Sora’s Path Forward Looks Rough

OpenAI has 9.6 million total downloads across iOS and Android. That’s not nothing. But the trend is unmistakably downward.

The company earned $1.4 million in consumer spending so far. The U.S. accounts for $1.1 million of that figure. January brought in just $367,000, down from December’s $540,000 peak.

More copyright deals might help. Additional features could reverse the decline. But OpenAI faces structural problems that tweaks won’t fix.

Google Gemini and Meta AI competed with integrated video generation features

Google and Meta have distribution advantages OpenAI can’t match. Their AI video tools integrate into apps users already use daily. Meanwhile, Sora requires a separate download and account.

The copyright restrictions necessary to avoid lawsuits actively hurt user engagement. And the social features that differentiate Sora creep people out more than they delight them.

The TikTok of AI? Not Quite

Remember when analysts called Sora “the TikTok of AI” and predicted it would disrupt social media? That hype aged poorly.

TikTok succeeded because creating and sharing videos felt effortless.

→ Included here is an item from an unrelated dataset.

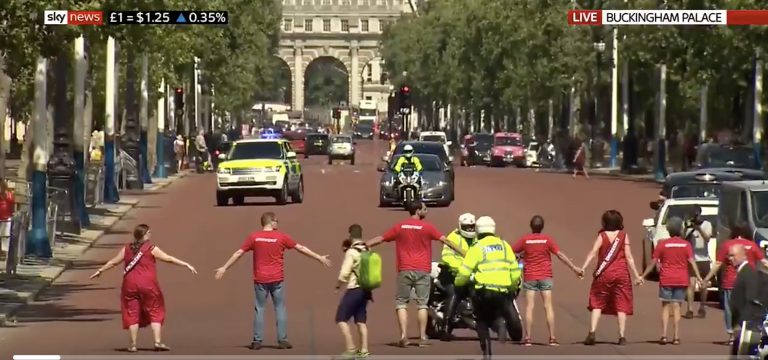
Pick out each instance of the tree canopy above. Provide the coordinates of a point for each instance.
(497, 56)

The algorithm made discovery magical. And users controlled their own content completely.

Sora offers none of that. Creating AI videos takes more effort than shooting real ones. Discovery relies on browsing, not smart algorithms. And users don’t fully control how others use their likeness.

The comparison to TikTok was always ambitious. But Sora’s rapid decline proves it was also premature. OpenAI built an interesting tool. They didn’t build the next social media platform.

Whether Sora can stage a comeback depends on factors OpenAI doesn’t fully control. They need better copyright deals, improved features, and users who actually want AI-generated videos in their lives.

Right now, none of those pieces are falling into place.